TPL-2026-009·preprint·2026-04-30

Plan-Mode Efficacy on Time-to-Merge: A Cross-Venture Study (n=42 tasks)

operationsplan-modeproductivitymethodologycross-venture

Abstract

Plan mode — the agent-harness convention of producing and approving a written implementation plan before any code is written — is widely advocated as a discipline for non-trivial coding work, but its quantitative effect on time-to-merge has rarely been measured outside anecdote. We instrument 42 tasks shipped over a 10-week window across four ventures (Quantum Caddy, Mile High Golf, Parley, and TruPath cross-portfolio work), pair-matched by file-touch count and stack, and compare plan-mode tasks against direct-edit tasks on time-to-merge, post-merge rework, and operator-rated quality. Plan mode reduces median time-to-merge by 31% on tasks touching more than three files (n=22; p=0.011) but shows a null effect on tasks touching one to three files (n=20; p=0.74). The crossover point is between three and four files touched.
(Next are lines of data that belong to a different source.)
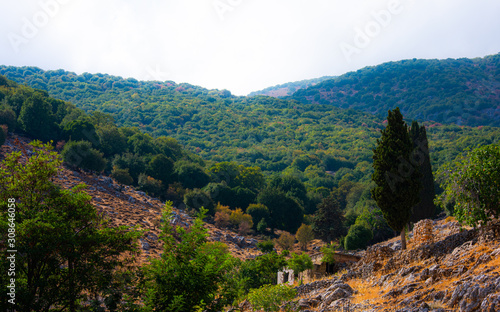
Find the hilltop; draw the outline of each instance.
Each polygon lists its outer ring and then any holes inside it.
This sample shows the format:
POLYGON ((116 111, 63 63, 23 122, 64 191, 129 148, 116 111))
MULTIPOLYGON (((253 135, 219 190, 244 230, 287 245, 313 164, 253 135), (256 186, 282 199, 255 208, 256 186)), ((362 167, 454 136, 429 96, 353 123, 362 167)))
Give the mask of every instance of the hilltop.
POLYGON ((272 97, 285 97, 292 95, 297 90, 314 86, 322 81, 335 78, 334 76, 323 76, 320 78, 305 79, 294 82, 287 82, 276 86, 268 87, 259 91, 250 92, 248 96, 267 95, 272 97))
POLYGON ((302 103, 411 119, 500 125, 500 54, 475 59, 403 60, 370 66, 295 92, 302 103))

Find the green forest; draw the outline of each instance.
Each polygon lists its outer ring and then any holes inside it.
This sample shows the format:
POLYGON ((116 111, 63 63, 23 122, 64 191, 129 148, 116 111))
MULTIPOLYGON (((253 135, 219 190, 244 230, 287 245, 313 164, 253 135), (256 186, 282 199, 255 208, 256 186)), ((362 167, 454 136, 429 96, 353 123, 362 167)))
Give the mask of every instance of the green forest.
MULTIPOLYGON (((461 194, 468 180, 458 174, 450 179, 449 173, 464 168, 475 179, 482 167, 471 164, 492 163, 488 155, 498 154, 497 61, 498 55, 387 63, 325 80, 288 98, 237 97, 172 81, 0 66, 5 75, 0 76, 0 143, 9 133, 43 142, 32 143, 26 164, 15 152, 0 168, 2 216, 8 220, 11 197, 22 199, 15 202, 20 255, 35 259, 22 262, 21 306, 77 311, 104 302, 113 311, 219 311, 248 298, 265 307, 266 295, 296 295, 272 285, 277 270, 289 266, 301 272, 312 266, 306 254, 289 252, 295 239, 303 249, 313 238, 322 239, 328 255, 337 248, 365 248, 395 231, 404 237, 409 221, 442 212, 469 224, 485 219, 483 208, 474 218, 469 213, 467 202, 477 204, 477 196, 461 194), (392 86, 374 89, 374 81, 392 86), (482 91, 456 87, 464 83, 482 91), (329 100, 332 94, 342 97, 340 86, 350 92, 345 103, 353 105, 329 100), (383 100, 375 96, 370 101, 375 93, 383 100), (449 103, 458 100, 479 104, 460 113, 461 119, 440 119, 440 113, 451 116, 455 106, 449 103), (389 109, 394 110, 387 117, 389 109), (469 151, 481 146, 486 148, 469 151), (401 201, 411 197, 404 215, 391 219, 394 207, 386 200, 390 185, 384 185, 383 173, 400 174, 400 156, 418 163, 418 172, 406 177, 411 183, 400 192, 401 201), (197 217, 189 231, 162 222, 163 255, 132 269, 131 259, 117 255, 138 252, 134 242, 140 229, 108 228, 83 187, 56 186, 52 178, 62 164, 110 175, 165 201, 163 220, 171 218, 172 206, 197 217), (263 255, 234 258, 223 244, 207 241, 203 222, 256 235, 263 255), (39 274, 31 276, 33 270, 39 274)), ((498 166, 490 167, 495 174, 498 166)), ((486 192, 484 198, 493 198, 486 211, 496 214, 495 196, 486 192)), ((4 219, 0 227, 7 233, 10 221, 4 219)), ((6 267, 2 256, 0 265, 6 267)))

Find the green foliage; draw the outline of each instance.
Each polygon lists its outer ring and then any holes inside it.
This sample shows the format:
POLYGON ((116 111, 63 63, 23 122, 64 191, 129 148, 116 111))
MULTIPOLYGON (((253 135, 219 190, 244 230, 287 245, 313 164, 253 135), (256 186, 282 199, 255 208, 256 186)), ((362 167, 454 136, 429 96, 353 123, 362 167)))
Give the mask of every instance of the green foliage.
POLYGON ((246 212, 252 216, 254 226, 257 226, 262 220, 266 223, 266 220, 269 220, 269 209, 263 204, 250 204, 246 212))
MULTIPOLYGON (((3 233, 8 233, 8 218, 12 218, 8 203, 11 212, 15 211, 16 309, 76 311, 90 296, 108 301, 108 290, 119 283, 117 274, 126 271, 130 260, 123 253, 137 253, 140 232, 111 227, 91 204, 85 185, 63 190, 54 184, 60 156, 50 145, 35 141, 32 146, 31 157, 13 152, 0 167, 3 233)), ((11 249, 7 243, 0 243, 0 267, 5 272, 11 249)), ((7 274, 0 279, 2 285, 8 284, 7 274)), ((125 287, 115 296, 121 298, 124 291, 125 287)), ((7 298, 0 299, 4 311, 12 307, 7 298)))
POLYGON ((137 154, 125 153, 115 156, 113 167, 128 169, 130 176, 137 182, 139 175, 146 171, 146 160, 137 154))
POLYGON ((281 189, 268 187, 259 193, 257 200, 269 209, 271 227, 293 233, 302 224, 302 207, 281 189))
MULTIPOLYGON (((387 127, 373 151, 373 199, 382 209, 387 224, 403 233, 411 217, 411 209, 419 202, 420 172, 410 159, 413 144, 399 108, 389 111, 387 127)), ((349 236, 349 235, 348 235, 349 236)), ((402 248, 406 248, 404 235, 402 248)), ((346 237, 347 238, 347 237, 346 237)))
POLYGON ((321 262, 328 264, 335 264, 335 252, 339 249, 339 244, 331 243, 321 247, 321 253, 323 254, 323 258, 321 262))
POLYGON ((210 177, 200 166, 185 160, 177 161, 174 165, 174 173, 177 180, 185 188, 202 188, 208 184, 210 177))
POLYGON ((122 154, 127 150, 127 140, 118 127, 114 125, 100 126, 96 132, 99 136, 99 150, 106 157, 122 154))
POLYGON ((7 139, 7 134, 4 131, 3 125, 0 125, 0 146, 2 146, 5 143, 6 139, 7 139))
POLYGON ((43 141, 59 137, 59 127, 51 106, 40 93, 34 93, 25 100, 19 113, 19 124, 28 135, 43 141))
POLYGON ((71 141, 88 141, 93 147, 99 146, 99 137, 89 119, 73 120, 64 126, 66 138, 71 141))
POLYGON ((364 222, 355 223, 344 239, 344 248, 347 250, 363 249, 372 238, 373 233, 369 225, 364 222))
POLYGON ((139 185, 139 189, 148 193, 151 196, 159 197, 163 191, 163 185, 160 180, 156 180, 150 176, 141 173, 139 175, 139 181, 137 183, 139 185))
POLYGON ((314 234, 324 241, 331 242, 345 235, 344 215, 336 197, 330 195, 324 198, 318 206, 313 218, 312 229, 314 234))
POLYGON ((458 221, 470 226, 498 218, 500 214, 500 145, 473 149, 457 157, 440 172, 445 189, 441 200, 455 201, 458 221))
POLYGON ((194 189, 188 191, 184 195, 184 204, 188 209, 194 209, 195 211, 200 211, 201 208, 205 208, 209 215, 214 215, 215 204, 210 198, 210 196, 200 189, 194 189))
POLYGON ((267 222, 266 219, 262 218, 259 223, 257 223, 257 232, 259 233, 266 233, 267 232, 267 222))
POLYGON ((299 276, 299 273, 305 270, 312 270, 314 267, 311 257, 306 253, 292 253, 290 259, 288 259, 288 267, 293 270, 295 276, 299 276))
POLYGON ((409 118, 460 125, 498 125, 489 93, 500 77, 500 54, 475 59, 403 60, 365 67, 298 90, 302 103, 329 104, 385 114, 396 106, 409 118), (404 98, 404 101, 401 99, 404 98))
POLYGON ((280 237, 276 239, 276 245, 278 245, 281 250, 293 250, 293 245, 295 244, 295 237, 288 233, 281 233, 280 237))
POLYGON ((134 183, 134 179, 128 173, 128 168, 120 169, 118 167, 113 167, 113 170, 111 171, 111 176, 119 183, 125 185, 131 185, 132 183, 134 183))
POLYGON ((265 253, 241 263, 239 279, 243 281, 243 291, 247 293, 266 284, 276 284, 276 273, 286 265, 284 256, 276 252, 265 253))
POLYGON ((295 237, 299 241, 302 249, 306 250, 307 244, 314 239, 314 232, 310 225, 302 224, 297 230, 295 237))
MULTIPOLYGON (((297 291, 286 285, 265 285, 252 289, 248 294, 248 301, 254 309, 263 311, 280 311, 280 307, 297 295, 297 291)), ((286 309, 285 311, 295 311, 286 309)))
POLYGON ((413 206, 411 222, 417 223, 423 219, 431 219, 434 217, 436 207, 434 205, 434 175, 432 174, 431 160, 429 156, 429 142, 427 140, 427 132, 425 127, 420 127, 418 122, 413 121, 410 129, 410 136, 413 142, 412 158, 416 166, 419 166, 419 171, 422 174, 420 177, 420 202, 413 206))
POLYGON ((148 174, 165 185, 172 182, 174 162, 163 154, 155 155, 147 166, 148 174))
POLYGON ((265 240, 257 243, 257 247, 259 247, 260 251, 263 253, 270 253, 274 250, 274 242, 272 240, 265 240))
POLYGON ((104 155, 92 148, 92 144, 88 141, 70 141, 66 143, 61 155, 64 162, 70 166, 98 172, 106 167, 104 155))
POLYGON ((235 259, 227 246, 207 241, 201 209, 189 230, 170 225, 172 203, 163 211, 163 254, 145 268, 145 305, 156 311, 220 311, 236 296, 235 259), (180 238, 176 243, 175 236, 180 238))
POLYGON ((0 108, 0 125, 7 125, 9 131, 14 131, 17 125, 16 119, 16 113, 11 107, 0 108))

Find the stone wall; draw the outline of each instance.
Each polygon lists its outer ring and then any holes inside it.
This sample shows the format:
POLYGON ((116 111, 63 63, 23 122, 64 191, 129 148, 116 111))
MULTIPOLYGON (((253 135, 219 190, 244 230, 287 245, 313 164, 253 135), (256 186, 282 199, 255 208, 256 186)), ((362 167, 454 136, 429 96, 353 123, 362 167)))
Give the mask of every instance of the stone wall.
POLYGON ((415 247, 434 243, 432 232, 432 220, 425 219, 418 221, 413 227, 413 244, 415 247))

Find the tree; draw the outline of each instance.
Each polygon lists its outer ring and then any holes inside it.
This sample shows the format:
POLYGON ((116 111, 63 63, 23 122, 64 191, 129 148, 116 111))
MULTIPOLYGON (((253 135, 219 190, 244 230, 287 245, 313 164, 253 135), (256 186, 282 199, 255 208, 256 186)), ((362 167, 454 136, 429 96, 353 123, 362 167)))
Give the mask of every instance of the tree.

Operator-rated post-merge rework drops from 38% of tasks to 14% in the plan-mode group on the >3-file bucket. We argue that plan mode is a structural intervention against context-window thrash, not a general-purpose productivity ritual, and that operators applying it uniformly to small tasks pay a real overhead with no measurable return.

1. Introduction

Plan mode — the agent-harness convention of producing and approving an explicit, written implementation plan before any code is written — is one of the most-advocated, least-measured disciplines in agent-mediated software work. The Anthropic Claude Code product documentation describes plan mode as a tool for “non-trivial coding work” [8], but offers no quantitative threshold. Operators who adopt the discipline tend to apply it either uniformly (a costly habit on small tasks) or never (forfeiting the benefit on large ones). Both regimes are inefficient if the true cost-benefit curve has a non-trivial threshold.

We are interested in two questions. First, does plan mode reduce time-to-merge in practice, and by how much? Second, is the effect uniform across task sizes, or does a crossover exist below which the planning step is net-negative? The second question matters because every minute of planning is a minute of operator and agent time that could be spent on other work; if the benefit is concentrated in a particular task-size regime, operators can target the discipline rather than apply it uniformly.

The literature on planning before coding is old and largely qualitative. Brooks [1] argued that throwing away the first design is itself a form of planning. Parnas and Clements [2] proposed faking a rational design process — writing a plan after the fact that the work could have followed — as a substitute for the difficulty of planning ahead. Kahneman’s work on intuition vs. explicit decision rules [3] predicts that explicit rules outperform intuition in high-uncertainty regimes and underperform it in low-uncertainty regimes — a structural argument for a crossover threshold of the kind we observe.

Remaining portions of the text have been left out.